The writer picked two large Phoenix service stations at random to ask two questions: “How do I get to Oak Creek Canyon?” and “How is the highway to Douglas?” Attendants scurried for highway maps, spent five minutes finding the points in question and then engaged among themselves in a bitter argument over how to reach Oak Creek and whether the road was paved the entire route from Phoenix to Douglas.
ARIZONA HIGHWAYS is anxious to lend its support to an organized school of travel information. The responsibility lies with the big oil companies and to them we pledge our co-operation in the organization of periodic classes under the leadership of men and women trained to answer questions asked by the traveling public.
Fortunately, the Arizona Highway Patrol is trained along these lines. Border patrol stations are doing much to guide the unseasoned Arizona traveler. Hundreds of cars whose destination is elsewhere are caused to tarry among our scenic attractions when told the proper routes and what may be seen.
Every garage man, every hotel and restaurant proprietor, and every filling station attendant should have on hand a quantity of highway maps which may be secured free of charge from the Highway department. Maps of our National Parks and Monuments may be secured either from Washington or from the various Parks and Monuments.
OUR COVER PICTURE
The picture is the work of Norman G. Wallace. It is a striking study of Mission San Jose De Tumacacori, located 49 miles south of Tucson and 19 miles north of Nogales. It is the subject of the story in this issue dealing with the creation of a museum at the monument. Interesting Tumacacori was founded by the Jesuit priest, missionary, and explorer, Father Eusebio Francisco Kino, about 1691.

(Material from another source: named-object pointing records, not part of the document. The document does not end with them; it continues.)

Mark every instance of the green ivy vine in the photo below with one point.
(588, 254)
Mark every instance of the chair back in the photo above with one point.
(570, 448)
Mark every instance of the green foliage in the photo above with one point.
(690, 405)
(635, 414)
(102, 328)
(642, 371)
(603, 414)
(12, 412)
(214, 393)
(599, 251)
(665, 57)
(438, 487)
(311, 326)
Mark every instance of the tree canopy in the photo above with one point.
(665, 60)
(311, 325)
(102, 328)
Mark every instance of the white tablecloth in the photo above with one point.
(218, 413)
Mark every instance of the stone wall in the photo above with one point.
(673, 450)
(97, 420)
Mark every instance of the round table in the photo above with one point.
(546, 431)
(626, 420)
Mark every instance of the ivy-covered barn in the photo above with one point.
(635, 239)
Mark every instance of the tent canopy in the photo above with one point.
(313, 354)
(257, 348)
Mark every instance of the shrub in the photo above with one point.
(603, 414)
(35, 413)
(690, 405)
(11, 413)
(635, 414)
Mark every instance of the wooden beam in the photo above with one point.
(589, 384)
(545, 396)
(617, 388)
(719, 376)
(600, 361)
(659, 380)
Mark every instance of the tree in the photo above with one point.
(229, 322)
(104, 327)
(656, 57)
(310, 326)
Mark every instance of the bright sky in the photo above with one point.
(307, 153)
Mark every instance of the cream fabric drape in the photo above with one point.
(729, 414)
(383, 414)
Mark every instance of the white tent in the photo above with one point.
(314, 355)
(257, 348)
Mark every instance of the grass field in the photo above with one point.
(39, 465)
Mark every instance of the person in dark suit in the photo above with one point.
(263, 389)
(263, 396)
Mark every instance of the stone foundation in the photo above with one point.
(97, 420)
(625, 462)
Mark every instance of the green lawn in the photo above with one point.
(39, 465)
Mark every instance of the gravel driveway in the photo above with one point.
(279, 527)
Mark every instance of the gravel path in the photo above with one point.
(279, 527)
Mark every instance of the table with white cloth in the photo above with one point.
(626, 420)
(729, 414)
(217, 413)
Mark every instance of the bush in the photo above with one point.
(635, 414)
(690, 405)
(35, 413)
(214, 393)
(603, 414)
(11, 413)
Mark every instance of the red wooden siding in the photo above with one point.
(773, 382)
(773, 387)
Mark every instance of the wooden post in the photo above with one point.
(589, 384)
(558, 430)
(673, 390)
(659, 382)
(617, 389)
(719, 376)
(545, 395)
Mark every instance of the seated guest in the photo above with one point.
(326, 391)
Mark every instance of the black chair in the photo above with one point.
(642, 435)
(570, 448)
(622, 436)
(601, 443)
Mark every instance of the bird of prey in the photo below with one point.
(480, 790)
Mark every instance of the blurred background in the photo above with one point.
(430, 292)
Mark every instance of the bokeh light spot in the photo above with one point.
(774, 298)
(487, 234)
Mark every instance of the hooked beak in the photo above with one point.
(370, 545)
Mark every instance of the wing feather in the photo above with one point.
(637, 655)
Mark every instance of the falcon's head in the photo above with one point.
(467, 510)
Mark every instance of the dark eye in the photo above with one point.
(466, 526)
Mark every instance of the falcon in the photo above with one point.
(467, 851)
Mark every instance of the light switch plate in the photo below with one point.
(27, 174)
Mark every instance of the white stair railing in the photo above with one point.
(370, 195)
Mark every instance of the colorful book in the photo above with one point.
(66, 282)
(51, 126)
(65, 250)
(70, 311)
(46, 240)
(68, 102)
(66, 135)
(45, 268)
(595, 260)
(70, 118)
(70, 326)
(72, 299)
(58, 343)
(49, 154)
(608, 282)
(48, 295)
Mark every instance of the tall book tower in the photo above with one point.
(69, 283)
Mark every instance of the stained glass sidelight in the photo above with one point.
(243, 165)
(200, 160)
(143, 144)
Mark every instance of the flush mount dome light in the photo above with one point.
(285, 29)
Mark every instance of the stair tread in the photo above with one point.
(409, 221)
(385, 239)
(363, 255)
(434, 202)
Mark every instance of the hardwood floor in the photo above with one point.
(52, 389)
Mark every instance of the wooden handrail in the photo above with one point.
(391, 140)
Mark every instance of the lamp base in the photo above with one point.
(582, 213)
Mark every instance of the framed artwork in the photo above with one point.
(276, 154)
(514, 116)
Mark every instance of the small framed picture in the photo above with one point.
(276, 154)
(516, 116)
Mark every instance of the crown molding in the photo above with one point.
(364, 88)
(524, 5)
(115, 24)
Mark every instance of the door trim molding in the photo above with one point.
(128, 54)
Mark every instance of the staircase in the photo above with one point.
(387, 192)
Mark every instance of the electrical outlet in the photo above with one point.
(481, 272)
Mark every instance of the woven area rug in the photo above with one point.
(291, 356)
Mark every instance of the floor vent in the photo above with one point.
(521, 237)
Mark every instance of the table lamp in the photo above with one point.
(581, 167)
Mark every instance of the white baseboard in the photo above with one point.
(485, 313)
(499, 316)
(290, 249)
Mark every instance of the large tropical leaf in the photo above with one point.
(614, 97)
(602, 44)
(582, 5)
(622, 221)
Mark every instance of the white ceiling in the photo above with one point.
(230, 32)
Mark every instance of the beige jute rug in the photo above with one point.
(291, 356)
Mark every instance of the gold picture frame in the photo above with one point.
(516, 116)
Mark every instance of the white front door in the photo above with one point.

LIFTING THE MYSTERIOUS VEIL
To those readers who enjoy stories of the dim past this issue of ARIZONA HIGHWAYS will offer a distinct appeal. Your attention is directed to “An Arizona Trail to Yesterday,” “The Lost Mine of the Stars,” and “Tumacacori, Priestly Monument.” The writers have succeeded in brushing aside that mysterious veil which divides the present from the dim and distant past. They have done so, in some cases, at the risk of life and in all cases after much research and toil.